On December 4, 1511, Montesinos announced that the topic of his sermon would be based on Matthew 3,3: “I am a voice crying in the wilderness.” To a packed house, Montesinos ranted about the horrors he had seen. “Tell me, by what right or by what interpretation of justice do you keep these Indians in such a cruel and horrible servitude? By what authority have you waged such detestable wars against people who were once living so quietly and peacefully in their own land?” Montesinos continued, implying that the souls of any and all who owned slaves on Hispaniola were damned.

The colonists were stunned and outraged. Governor Columbus, responding to the petitions of the colonists, asked the Dominicans to punish Montesinos and retract all that he had said. The Dominicans refused and took things even further, informing Columbus that Montesinos spoke for all of them. The next week, Montesinos spoke again, and many settlers turned out, expecting him to apologize. Instead, he re-stated what he had before, and further informed the colonists that he and his fellow Dominicans would no longer hear confessions of slave-holding colonists, any more than they would those of highway robbers.

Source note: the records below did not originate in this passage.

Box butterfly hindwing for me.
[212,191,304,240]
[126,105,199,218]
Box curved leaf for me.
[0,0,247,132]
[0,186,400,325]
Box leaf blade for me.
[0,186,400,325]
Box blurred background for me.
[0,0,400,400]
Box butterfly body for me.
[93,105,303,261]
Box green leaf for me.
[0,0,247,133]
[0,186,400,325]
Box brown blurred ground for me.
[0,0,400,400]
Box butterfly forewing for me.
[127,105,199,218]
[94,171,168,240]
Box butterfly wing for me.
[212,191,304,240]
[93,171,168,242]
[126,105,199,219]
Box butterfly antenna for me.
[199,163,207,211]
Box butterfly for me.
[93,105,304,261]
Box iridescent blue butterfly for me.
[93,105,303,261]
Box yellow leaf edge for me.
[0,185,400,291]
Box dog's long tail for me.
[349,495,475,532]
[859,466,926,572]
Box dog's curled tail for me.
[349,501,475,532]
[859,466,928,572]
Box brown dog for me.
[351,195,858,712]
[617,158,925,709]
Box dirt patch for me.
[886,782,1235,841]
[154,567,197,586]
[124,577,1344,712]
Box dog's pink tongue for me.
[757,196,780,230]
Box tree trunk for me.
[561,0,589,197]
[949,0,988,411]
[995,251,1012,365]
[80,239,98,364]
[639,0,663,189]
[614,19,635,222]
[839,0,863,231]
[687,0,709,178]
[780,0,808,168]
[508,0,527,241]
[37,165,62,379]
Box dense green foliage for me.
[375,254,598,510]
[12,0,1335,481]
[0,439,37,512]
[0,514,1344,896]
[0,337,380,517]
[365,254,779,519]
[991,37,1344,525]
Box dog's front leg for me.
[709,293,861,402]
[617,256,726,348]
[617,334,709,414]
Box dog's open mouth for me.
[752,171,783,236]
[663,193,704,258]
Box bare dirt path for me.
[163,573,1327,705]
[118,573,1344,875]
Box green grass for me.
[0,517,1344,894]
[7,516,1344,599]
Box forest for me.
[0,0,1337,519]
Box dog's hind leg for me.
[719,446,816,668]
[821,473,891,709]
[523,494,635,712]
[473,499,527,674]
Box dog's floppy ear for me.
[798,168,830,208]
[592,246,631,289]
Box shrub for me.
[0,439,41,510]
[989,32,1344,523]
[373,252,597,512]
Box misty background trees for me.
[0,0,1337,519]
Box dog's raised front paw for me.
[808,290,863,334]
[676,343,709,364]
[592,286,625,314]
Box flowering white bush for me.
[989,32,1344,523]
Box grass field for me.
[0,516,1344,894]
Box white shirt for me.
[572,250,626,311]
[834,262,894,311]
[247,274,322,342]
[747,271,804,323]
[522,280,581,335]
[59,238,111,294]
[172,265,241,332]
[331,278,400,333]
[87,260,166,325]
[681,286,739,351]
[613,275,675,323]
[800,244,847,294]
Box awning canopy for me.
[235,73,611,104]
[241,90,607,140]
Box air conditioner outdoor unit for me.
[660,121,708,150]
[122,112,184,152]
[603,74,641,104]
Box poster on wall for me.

The Hispaniola Dominicans were (gently) rebuked by the head of their order in Spain, but continued to hold fast to their principles. Finally, King Fernando had to settle the matter. Montesinos traveled to Spain with Franciscan friar Alonso de Espinal, who represented the pro-slavery point of view. Fernando allowed Montesinos to speak freely, and was aghast at what he heard. He summoned a group of theologians and legal experts to consider the matter, and they met several times in 1512. The end results of these meetings were the 1512 Laws of Burgos, which guaranteed certain basic rights to New World natives living in Spanish lands.